Further breakdown shows that in 2009, the volume of imported containerised cargo grew by 6 percent to 652,052 TEUs; another 6 percent to 691,993 TEUs in 2010; 21 percent to 839,977 TEUs in 2011; 5 percent to 877,737 TEUs in 2012, and a tremendous growth of 15 percent to 1,010,836 TEUs in 2013.

Jan Thorhauge, managing director, Maersk Nigeria Limited, the shipping line that controls an average of 38 percent of Nigeria’s container imports market, stated that the Eastern Nigerian market has been outperforming the Western market in terms of growth in percentage.

He explained that Nigeria’s containerised imports come from Asian countries like China, India, Korea and Japan, while other commodities are imported from United States of America, Netherlands, Germany, North America and Turkey.
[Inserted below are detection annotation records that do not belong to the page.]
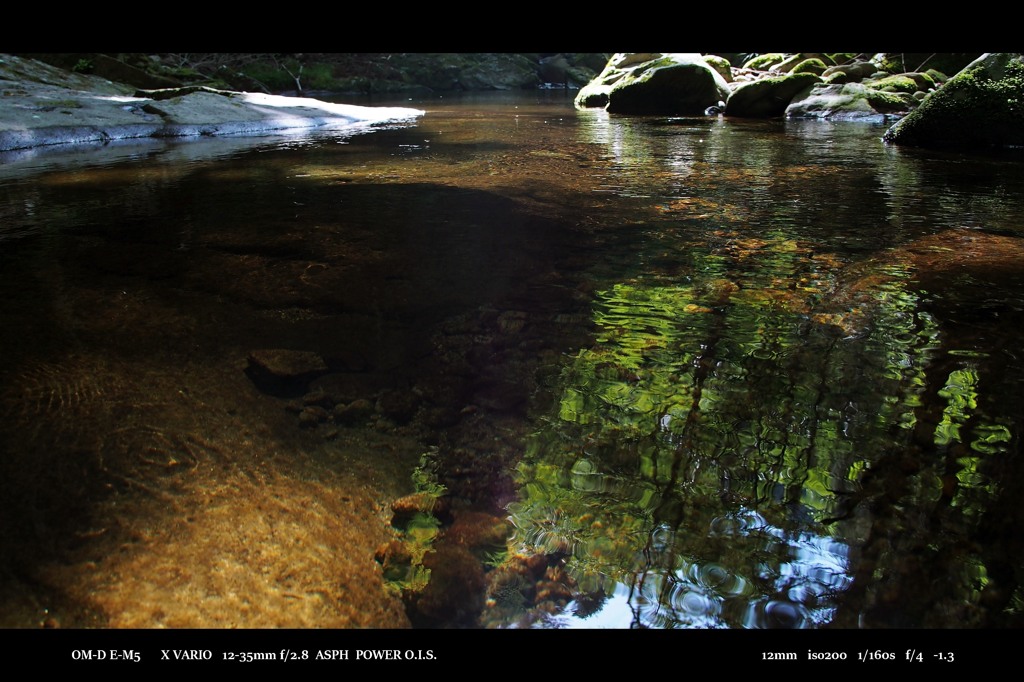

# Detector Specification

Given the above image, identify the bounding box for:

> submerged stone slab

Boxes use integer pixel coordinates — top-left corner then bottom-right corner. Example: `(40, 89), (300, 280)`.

(246, 348), (330, 395)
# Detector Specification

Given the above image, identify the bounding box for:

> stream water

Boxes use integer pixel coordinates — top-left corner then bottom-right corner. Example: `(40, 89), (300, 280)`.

(0, 92), (1024, 629)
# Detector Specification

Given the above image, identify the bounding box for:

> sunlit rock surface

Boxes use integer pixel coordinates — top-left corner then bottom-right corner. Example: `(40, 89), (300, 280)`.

(0, 54), (423, 151)
(883, 53), (1024, 147)
(575, 52), (729, 115)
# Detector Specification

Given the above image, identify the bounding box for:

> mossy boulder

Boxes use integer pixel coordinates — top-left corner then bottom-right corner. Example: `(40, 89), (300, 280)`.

(871, 52), (981, 74)
(821, 61), (879, 82)
(790, 57), (828, 76)
(575, 52), (729, 116)
(705, 54), (732, 83)
(769, 52), (828, 74)
(785, 83), (914, 122)
(883, 52), (1024, 148)
(743, 52), (786, 71)
(865, 74), (927, 94)
(725, 74), (821, 119)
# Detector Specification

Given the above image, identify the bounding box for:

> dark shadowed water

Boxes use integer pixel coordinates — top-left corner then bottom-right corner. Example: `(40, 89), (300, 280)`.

(0, 92), (1024, 629)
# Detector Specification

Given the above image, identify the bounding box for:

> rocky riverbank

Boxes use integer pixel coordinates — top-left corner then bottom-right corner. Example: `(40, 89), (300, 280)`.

(0, 54), (423, 152)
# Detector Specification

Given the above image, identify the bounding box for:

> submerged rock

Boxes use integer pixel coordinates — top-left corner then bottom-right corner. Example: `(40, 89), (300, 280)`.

(883, 53), (1024, 147)
(246, 348), (328, 395)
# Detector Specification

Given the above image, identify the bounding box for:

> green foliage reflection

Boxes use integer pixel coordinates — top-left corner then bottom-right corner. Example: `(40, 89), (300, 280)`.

(512, 239), (1009, 627)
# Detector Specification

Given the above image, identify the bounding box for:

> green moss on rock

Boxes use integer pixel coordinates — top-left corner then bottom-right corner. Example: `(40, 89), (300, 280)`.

(883, 53), (1024, 147)
(743, 52), (785, 71)
(790, 57), (828, 76)
(865, 75), (921, 94)
(725, 74), (821, 118)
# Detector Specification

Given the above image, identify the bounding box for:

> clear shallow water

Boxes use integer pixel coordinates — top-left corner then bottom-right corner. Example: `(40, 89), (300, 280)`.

(0, 93), (1024, 628)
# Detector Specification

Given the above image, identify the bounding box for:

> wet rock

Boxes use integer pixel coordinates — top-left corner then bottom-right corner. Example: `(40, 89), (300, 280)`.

(725, 74), (821, 118)
(883, 53), (1024, 148)
(785, 83), (915, 122)
(575, 52), (729, 116)
(821, 61), (879, 81)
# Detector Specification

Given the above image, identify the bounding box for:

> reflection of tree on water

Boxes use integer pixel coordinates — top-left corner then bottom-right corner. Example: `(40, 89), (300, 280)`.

(503, 240), (1012, 628)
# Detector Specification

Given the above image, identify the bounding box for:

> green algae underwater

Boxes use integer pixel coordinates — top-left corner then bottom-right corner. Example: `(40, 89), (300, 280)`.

(0, 93), (1024, 629)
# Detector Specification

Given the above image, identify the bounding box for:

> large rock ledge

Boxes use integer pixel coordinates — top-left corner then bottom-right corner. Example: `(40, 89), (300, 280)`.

(0, 54), (424, 152)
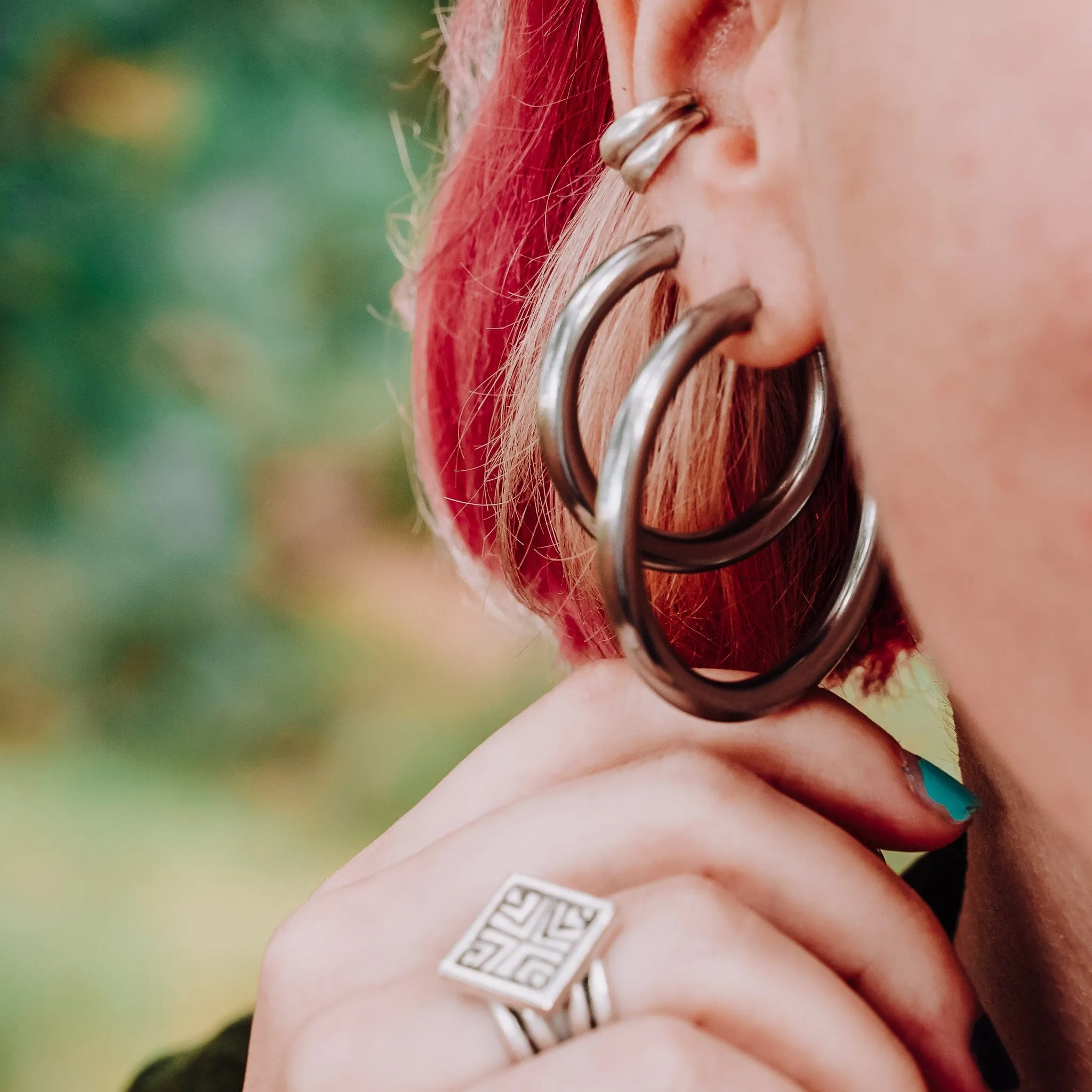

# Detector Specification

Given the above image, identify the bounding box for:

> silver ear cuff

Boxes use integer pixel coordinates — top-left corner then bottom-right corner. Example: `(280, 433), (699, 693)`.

(599, 91), (708, 193)
(539, 227), (880, 721)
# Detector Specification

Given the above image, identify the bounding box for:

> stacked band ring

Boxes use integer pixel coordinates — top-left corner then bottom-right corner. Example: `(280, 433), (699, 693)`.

(440, 876), (615, 1062)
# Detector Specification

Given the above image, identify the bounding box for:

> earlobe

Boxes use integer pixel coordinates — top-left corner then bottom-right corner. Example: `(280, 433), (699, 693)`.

(598, 0), (638, 117)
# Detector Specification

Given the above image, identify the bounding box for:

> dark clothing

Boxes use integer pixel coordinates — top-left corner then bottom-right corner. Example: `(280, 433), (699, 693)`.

(129, 838), (966, 1092)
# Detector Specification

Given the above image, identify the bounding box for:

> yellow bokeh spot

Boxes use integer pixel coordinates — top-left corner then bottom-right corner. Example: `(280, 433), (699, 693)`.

(49, 57), (189, 144)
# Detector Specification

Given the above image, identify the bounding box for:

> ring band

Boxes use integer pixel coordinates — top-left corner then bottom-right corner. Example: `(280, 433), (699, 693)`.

(489, 960), (614, 1062)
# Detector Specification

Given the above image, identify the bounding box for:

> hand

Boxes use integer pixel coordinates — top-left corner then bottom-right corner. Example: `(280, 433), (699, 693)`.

(246, 663), (984, 1092)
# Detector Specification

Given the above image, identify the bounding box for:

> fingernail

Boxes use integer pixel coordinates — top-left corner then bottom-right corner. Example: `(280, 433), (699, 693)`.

(902, 751), (982, 822)
(971, 1014), (1020, 1092)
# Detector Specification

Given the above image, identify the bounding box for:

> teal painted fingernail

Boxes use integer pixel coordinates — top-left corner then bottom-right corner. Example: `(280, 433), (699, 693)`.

(904, 751), (982, 822)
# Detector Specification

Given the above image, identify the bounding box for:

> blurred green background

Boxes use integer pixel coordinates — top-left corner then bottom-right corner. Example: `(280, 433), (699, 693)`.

(0, 0), (951, 1092)
(0, 0), (551, 1092)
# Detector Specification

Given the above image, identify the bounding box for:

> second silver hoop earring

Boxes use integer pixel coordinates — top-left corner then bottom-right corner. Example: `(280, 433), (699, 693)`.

(539, 228), (880, 721)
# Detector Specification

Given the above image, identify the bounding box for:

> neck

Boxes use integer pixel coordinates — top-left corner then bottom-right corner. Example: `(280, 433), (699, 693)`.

(956, 724), (1092, 1092)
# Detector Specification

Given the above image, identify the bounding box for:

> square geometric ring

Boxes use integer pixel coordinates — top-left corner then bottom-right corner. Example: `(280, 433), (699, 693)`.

(440, 874), (615, 1016)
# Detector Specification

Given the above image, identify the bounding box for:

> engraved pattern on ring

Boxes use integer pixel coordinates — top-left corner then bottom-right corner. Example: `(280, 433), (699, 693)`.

(440, 874), (615, 1015)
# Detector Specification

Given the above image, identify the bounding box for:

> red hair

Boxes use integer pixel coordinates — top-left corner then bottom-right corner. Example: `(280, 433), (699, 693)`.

(413, 0), (914, 682)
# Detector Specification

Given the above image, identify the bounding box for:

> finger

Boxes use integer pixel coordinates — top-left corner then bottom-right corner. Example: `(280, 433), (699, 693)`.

(466, 1017), (801, 1092)
(270, 752), (976, 1087)
(334, 662), (970, 887)
(282, 877), (930, 1092)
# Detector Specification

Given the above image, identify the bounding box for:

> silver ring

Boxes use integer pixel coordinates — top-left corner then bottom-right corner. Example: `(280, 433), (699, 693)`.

(599, 91), (698, 170)
(439, 874), (616, 1062)
(539, 227), (837, 572)
(618, 107), (708, 193)
(595, 287), (880, 721)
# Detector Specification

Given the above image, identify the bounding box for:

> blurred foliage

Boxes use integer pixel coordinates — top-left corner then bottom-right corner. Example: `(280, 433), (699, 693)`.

(0, 0), (443, 761)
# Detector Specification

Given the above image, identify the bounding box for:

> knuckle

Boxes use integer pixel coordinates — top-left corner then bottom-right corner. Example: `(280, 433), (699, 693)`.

(261, 903), (320, 997)
(647, 873), (727, 929)
(279, 1014), (344, 1092)
(627, 1016), (708, 1092)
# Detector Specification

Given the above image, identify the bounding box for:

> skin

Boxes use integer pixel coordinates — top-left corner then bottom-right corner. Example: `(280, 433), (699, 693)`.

(247, 0), (1092, 1092)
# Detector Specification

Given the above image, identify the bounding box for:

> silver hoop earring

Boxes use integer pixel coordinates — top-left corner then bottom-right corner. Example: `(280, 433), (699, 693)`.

(539, 227), (837, 572)
(539, 227), (880, 721)
(599, 91), (708, 193)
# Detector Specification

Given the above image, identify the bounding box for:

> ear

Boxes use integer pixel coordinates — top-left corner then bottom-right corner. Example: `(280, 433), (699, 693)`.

(598, 0), (822, 367)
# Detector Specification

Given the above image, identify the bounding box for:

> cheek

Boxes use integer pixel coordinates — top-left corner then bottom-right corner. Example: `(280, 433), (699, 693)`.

(797, 0), (1092, 834)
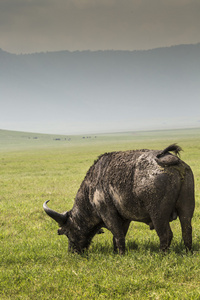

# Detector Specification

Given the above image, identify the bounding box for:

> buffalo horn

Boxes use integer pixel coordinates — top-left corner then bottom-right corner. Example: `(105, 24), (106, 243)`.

(43, 200), (67, 226)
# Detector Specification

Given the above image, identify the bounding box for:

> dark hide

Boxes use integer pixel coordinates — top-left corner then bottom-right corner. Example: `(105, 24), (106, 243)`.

(44, 144), (195, 254)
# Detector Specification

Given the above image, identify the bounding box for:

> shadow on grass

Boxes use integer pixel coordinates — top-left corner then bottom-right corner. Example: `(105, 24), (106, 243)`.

(90, 240), (200, 255)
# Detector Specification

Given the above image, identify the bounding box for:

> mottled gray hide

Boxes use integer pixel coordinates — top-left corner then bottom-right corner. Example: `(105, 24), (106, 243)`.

(43, 144), (195, 254)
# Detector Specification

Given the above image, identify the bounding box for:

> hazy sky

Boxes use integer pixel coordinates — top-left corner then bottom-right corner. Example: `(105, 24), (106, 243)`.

(0, 0), (200, 53)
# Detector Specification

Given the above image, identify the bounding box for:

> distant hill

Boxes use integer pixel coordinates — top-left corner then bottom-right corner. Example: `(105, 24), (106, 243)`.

(0, 44), (200, 133)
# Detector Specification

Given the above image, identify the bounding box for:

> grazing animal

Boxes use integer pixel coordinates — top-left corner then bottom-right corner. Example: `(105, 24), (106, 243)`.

(43, 144), (195, 254)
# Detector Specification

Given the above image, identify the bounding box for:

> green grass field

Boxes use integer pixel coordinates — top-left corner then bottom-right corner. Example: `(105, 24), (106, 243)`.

(0, 129), (200, 300)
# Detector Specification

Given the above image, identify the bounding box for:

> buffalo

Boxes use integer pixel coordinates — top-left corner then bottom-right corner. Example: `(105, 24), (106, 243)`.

(43, 144), (195, 254)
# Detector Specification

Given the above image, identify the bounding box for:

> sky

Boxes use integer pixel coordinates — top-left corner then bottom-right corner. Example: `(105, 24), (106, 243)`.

(0, 0), (200, 54)
(0, 0), (200, 134)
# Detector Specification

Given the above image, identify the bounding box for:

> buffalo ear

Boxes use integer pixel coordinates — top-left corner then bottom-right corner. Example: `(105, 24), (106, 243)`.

(43, 200), (68, 226)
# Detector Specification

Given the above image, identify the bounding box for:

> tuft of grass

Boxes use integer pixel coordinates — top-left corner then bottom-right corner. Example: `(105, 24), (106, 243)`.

(0, 129), (200, 300)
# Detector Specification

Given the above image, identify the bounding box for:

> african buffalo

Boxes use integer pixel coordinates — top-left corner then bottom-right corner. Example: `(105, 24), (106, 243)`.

(43, 144), (195, 254)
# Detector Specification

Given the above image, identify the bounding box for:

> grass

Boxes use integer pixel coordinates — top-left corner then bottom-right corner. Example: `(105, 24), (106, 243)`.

(0, 129), (200, 299)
Michael Ike, an Onitsha-based importer of building materials, attributed the growing volume of imported containerised cargoes to the underdeveloped nature of Nigerian manufacturing sector.

He also disclosed that the increased demand for building materials in the eastern part of the country was as a result of high level of real estate and infrastructural development going on in the East.

According to him, the presence of Onitsha Main Market, the largest West African market, and Ariaria International Market in Aba is also the reason why the East has become a destination for imported fast moving consumer goods and electronics.